= Victoria Gray =

First patient to be treated by gene-editing

Victoria Gray is an American woman who was the first patient ever to be treated with the gene-editing tool CRISPR for sickle-cell disease.

This marked the initial indication that a cure is attainable for individuals born with sickle-cell disease and another severe blood disorder, beta-thalassemia.

== Procedure ==
In 2019, Victoria Gray enrolled in a groundbreaking clinical trial. In an interview with National Public Radio, Gray mentioned that she had been contemplating a bone marrow transplantation when she learned about the trial.

Serving as the inaugural patient with sickle cell disease to undergo treatment using the revolutionary gene-editing technology CRISPR, she became one of the earliest individuals to experience CRISPR intervention. Although CRISPR had been extensively discussed and lauded, its application had primarily been confined to laboratory cell manipulation.

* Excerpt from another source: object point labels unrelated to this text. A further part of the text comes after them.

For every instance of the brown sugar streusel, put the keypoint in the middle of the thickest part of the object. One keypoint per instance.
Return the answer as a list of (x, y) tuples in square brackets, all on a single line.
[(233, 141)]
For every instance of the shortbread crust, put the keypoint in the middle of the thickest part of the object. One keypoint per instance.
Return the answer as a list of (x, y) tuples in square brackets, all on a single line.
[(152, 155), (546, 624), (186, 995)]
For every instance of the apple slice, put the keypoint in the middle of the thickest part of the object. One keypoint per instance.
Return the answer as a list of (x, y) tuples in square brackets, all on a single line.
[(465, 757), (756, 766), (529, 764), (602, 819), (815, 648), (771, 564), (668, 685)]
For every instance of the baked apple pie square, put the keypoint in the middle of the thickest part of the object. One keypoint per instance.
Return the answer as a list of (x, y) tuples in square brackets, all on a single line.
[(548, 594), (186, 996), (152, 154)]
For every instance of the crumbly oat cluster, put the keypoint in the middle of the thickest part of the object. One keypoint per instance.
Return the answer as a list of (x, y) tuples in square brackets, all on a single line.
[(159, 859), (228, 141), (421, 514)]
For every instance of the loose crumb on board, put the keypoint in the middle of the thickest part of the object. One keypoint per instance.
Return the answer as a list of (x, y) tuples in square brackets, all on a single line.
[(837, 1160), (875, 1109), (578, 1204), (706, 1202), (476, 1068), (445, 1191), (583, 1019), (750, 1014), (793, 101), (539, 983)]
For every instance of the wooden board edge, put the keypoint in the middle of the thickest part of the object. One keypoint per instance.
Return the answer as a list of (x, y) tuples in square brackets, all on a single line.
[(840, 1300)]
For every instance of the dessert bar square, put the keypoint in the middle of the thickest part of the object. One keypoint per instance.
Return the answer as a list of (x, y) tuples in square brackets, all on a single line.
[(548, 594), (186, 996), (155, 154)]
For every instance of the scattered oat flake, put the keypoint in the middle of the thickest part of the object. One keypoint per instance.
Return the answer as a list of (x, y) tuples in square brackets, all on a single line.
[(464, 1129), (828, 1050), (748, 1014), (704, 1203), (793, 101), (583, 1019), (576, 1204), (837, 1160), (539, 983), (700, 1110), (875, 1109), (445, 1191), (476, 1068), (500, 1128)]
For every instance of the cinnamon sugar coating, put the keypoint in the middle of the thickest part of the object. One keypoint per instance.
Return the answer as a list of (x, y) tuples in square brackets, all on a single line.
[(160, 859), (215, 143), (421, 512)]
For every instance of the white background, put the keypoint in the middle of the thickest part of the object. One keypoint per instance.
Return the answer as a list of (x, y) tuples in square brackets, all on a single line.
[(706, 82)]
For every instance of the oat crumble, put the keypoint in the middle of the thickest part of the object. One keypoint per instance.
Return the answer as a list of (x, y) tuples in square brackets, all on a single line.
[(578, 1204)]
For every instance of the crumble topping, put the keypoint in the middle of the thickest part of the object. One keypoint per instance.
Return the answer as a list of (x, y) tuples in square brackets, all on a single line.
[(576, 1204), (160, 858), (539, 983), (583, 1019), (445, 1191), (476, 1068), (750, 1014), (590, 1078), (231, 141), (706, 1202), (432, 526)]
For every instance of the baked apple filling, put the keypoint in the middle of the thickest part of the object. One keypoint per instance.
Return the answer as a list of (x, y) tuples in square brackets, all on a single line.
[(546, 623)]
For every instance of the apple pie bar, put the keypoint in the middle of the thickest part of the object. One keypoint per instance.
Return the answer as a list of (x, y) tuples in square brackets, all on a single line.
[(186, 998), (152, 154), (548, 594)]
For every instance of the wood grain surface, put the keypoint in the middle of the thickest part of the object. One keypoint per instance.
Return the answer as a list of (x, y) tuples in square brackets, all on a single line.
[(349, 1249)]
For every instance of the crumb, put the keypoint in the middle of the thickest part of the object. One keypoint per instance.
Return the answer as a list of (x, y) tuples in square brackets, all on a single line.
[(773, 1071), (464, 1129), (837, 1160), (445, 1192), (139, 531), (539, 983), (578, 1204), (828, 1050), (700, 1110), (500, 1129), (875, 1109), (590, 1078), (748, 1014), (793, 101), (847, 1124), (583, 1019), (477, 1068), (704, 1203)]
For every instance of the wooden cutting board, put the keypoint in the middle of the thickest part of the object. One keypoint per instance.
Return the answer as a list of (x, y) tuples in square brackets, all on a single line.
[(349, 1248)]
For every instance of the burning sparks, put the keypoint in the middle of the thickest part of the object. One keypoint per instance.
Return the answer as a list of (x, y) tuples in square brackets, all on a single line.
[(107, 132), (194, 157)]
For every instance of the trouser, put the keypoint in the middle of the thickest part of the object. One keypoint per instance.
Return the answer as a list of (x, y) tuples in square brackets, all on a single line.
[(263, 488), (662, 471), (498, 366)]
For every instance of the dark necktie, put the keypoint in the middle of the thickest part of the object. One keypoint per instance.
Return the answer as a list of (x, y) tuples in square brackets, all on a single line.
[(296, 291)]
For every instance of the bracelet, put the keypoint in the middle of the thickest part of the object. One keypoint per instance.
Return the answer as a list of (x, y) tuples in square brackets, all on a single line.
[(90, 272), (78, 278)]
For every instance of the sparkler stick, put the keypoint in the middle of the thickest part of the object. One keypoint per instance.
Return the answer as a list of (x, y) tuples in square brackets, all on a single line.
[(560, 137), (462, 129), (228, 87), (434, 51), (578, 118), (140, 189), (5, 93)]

When Gray received her experimental infusion, the outcome was uncertain—scientists were unsure if it would eradicate her disease or pose unforeseen risks. However, the therapy exceeded all expectations and at the end of July 2019, Gray was announced as the first patient to be treated for sickle-cell disease using the CRISPR-Cas9 gene-editing technology.

Thanks to her gene-edited cells, Gray has been cured of the disease and now lives a symptom-free life. In the trial, over 96% of the eligible patients (29 out of 30) witnessed a remarkable shift, transitioning from experiencing multiple pain crises annually to none in the 12 months following treatment.